Завернувшись в шубы, обтянутые бархатом, одинокий путник щедро сыпал золото по пути – и дорога от Варшавы до Петербурга быстро сокращалась. Вот наконец и Стрельна, наплывает неясный гул от Кронштадта – и забилось сердце:
– О матка бозка! О дивный сон! О любовь…
На заставе дежурный офицер только что сделал очередную запись о проезжем:
«Славный портной Шоберт, готовый делать отменные корсеты, а также рвет болящие зубы, в чем искусство свое подтверждает».
Хотел было офицер у печки погреться, но снова забряцали колокольцы, вздохнули кони. Вышел. Под лунным сиянием мерзли заиндевелые возки.
– Кто едет? Что за люди? Не худые ль?
Красавец, до глаз закутанный в меха, выпростал из муфты нежную, всю в кольцах, руку и показал свиток паспорта:
– Великое посольство из Речи Посполитой, и я – посол, граф Станислав Август Понятовский…
Заскрипели шлагбаумы, пропуская путника в русскую столицу.
Совсем недавно проскочил он под ними, как изгнанный. Всего лишь секретарь британского посольства.
И вот – пади, Петербург, к моим ногам: я нунций и министр, подскарбий литовский и Орла кавалер Белого, – я возвращаюсь.
На коне и со щитом!..
В доме Елагиных еще не спали. Понятовский сбросил шубы:
– Она… здесь?
– С утра! – шепнул Иван Перфильевич (хозяин дома).
Через две ступеньки, полный нетерпения, Понятовский взлетел по лестницам, толкнул низенькие двери.
– Ах! – И две руки обвили его шею, и – слезы, слезы, слезы…
Так он вернулся. Его опять ждали советы Вильямса и любовь Екатерины. Посреди ласк, разметавшись на душных перинах, она сказала:
– Слушай, Пяст: я буду царствовать или… погибну! Но если я надену корону, то и твоя голова воссияет. Люби меня крепче, Пяст!
Однако между слов любви она шептала Понятовскому и кое-что другое – более важное. Понятовский относил ее слова в английское посольство, оттуда передавали их Митчеллу, и в Берлине, таким образом, знали о многом. Гораздо больше, чем надо!
В эти дни Вильямс сообщал в Берлин:
– Передайте королю Пруссии, что здешний канцлер Бестужев не получит от меня ни гроша более, пока не окажет нам существенных услуг, какие я от него потребую!
* * *
Близилась весна, и Фридрих готовился открыть кампанию, чтобы увеличить свои немецкие земли за счет земель немецких же!
– Я ненавижу Германию с ее оболтусами-герцогами и дураками-курфюрстами, – признавался Фридрих. – Я ненавижу эту жадную и мелочную Германию, как естественную противницу моей маленькой трудолюбивой Пруссии.
Пройдет время, и Пруссия тогда станет самой Германией. Слова прусского короля Фридриха тогда обернутся словами первого германского императора Вильгельма I, который скажет сыну:
– Моему прусскому сердцу невыносимо видеть, как имя Пруссии заменяется другим именем – Германия! Заменяется именем, которое в столетиях было враждебно прусскому имени…
Но до этого еще далеко. А сейчас прусские пушки заряжены английским золотом. Фридрих воинственно сидит на полковом барабане. Кричат петухи в деревнях прусских за Потсдамом…

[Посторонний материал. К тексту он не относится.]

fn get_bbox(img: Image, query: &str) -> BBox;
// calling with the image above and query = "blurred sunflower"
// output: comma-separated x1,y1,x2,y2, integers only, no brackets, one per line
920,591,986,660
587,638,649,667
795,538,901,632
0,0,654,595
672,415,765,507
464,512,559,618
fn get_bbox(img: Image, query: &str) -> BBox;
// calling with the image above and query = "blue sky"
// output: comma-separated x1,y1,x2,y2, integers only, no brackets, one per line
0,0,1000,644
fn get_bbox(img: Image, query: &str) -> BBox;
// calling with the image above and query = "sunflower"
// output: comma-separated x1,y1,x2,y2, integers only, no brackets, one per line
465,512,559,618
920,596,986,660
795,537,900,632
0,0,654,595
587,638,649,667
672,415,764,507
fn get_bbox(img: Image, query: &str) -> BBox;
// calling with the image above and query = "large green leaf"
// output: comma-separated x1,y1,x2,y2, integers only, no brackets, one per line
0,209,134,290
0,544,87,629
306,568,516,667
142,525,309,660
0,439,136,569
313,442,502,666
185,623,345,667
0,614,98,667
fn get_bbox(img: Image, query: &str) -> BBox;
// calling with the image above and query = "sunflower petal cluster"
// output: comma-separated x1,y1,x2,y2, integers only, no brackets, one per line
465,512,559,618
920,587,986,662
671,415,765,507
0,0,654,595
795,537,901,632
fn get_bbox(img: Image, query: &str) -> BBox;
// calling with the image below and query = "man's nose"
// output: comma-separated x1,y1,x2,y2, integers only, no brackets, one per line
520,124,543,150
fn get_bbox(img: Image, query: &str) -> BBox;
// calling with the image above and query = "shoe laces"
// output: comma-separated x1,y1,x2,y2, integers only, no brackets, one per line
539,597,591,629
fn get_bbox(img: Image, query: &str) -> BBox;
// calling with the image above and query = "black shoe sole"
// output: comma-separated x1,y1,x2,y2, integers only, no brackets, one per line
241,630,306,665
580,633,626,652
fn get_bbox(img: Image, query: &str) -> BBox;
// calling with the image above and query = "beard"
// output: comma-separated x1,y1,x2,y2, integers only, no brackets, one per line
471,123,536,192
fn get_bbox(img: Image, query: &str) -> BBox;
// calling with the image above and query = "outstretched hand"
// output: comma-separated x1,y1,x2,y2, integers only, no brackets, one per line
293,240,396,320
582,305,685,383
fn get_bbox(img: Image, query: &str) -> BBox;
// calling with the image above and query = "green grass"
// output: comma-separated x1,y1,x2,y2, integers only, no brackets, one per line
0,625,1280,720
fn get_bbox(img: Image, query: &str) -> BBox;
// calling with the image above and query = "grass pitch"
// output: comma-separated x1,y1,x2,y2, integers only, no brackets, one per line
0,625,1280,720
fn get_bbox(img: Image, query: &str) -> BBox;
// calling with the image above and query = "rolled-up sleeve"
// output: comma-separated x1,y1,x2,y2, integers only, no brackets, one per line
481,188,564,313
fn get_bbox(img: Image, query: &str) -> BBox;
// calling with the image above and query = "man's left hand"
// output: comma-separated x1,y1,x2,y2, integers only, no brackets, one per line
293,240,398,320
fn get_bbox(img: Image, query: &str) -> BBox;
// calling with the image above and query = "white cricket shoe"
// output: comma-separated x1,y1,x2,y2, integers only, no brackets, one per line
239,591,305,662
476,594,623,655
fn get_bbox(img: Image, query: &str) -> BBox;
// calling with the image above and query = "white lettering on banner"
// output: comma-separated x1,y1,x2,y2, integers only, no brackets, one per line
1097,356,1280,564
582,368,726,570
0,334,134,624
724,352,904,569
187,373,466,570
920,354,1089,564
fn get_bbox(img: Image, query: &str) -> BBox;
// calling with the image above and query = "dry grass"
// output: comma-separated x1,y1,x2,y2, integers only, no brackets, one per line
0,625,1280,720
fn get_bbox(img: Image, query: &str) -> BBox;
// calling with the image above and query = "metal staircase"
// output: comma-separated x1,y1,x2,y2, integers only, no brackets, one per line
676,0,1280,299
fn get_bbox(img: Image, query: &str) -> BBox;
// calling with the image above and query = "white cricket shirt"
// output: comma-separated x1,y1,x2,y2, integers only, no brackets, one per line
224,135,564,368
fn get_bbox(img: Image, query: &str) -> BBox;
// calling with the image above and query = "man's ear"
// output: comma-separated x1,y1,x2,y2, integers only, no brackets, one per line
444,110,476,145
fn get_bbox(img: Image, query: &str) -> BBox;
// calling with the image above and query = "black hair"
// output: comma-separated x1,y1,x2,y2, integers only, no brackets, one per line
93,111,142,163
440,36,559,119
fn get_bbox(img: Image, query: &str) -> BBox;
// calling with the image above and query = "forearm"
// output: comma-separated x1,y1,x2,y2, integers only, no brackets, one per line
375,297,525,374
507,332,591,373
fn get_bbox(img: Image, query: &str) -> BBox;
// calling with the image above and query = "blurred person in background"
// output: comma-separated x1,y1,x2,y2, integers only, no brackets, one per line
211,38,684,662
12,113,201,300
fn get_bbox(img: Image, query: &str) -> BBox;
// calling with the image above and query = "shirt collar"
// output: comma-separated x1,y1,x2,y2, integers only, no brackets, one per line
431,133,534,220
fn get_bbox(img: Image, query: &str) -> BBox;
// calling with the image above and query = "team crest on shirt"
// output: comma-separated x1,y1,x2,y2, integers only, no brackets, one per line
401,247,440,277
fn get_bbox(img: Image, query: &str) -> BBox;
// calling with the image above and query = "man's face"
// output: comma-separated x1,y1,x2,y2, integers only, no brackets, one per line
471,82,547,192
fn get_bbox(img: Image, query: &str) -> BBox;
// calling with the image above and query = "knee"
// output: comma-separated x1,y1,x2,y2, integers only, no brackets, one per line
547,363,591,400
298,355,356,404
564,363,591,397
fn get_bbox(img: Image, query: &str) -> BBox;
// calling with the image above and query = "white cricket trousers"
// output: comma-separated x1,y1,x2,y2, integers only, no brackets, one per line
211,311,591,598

Карл Маркс впоследствии так писал о Фридрихе Великом:
«…всемирная история не знает второго короля, цели которого были бы так ничтожны! Да и что могло быть „великого“ в планах бранденбургского курфюрста, величаемого королем, действующего не во имя нации, а во имя своей вотчины…»
Ну ладно, читатель. Посмотрим, что будет дальше.
Путешествия по Европе опасны
Елизавета плакала над письмом недорезанного короля:
– Нешто же ему Порта магометанская дороже моей любезности?
С этим Версалем – одни обиды и недоразумения. Она, больная женщина, по дружбе просила Людовика, чтобы прислал в Петербург знаменитого Пуассонье – врачевателя по женским болезням. А король ей на это ответил, что врачей у него не хватает даже для армии. Что же получается? Солдат у него гинекологи лечат?.. Уж как хотела Елизавета, страстная театралка, чтобы «Комеди Франсэз» порадовала ее в Петербурге. Но Лекена и мадемуазель Клерон король не отпустил в Россию… «Разве так друзья поступают?»
Ото всего этого Бестужев-Рюмин вновь обретал силу.
– Матушка, – зудил он над ухом императрицы, – вишь, лягушатники… вишь, паскуды каки! Не я ли давеча остерегал тебя от Франции?.. Отнеси перышко подале, а то на трактатец ненароком чернил капнешь. А французы тогда-сь и рады стараться, твою кляксу за ратификацию сочтут!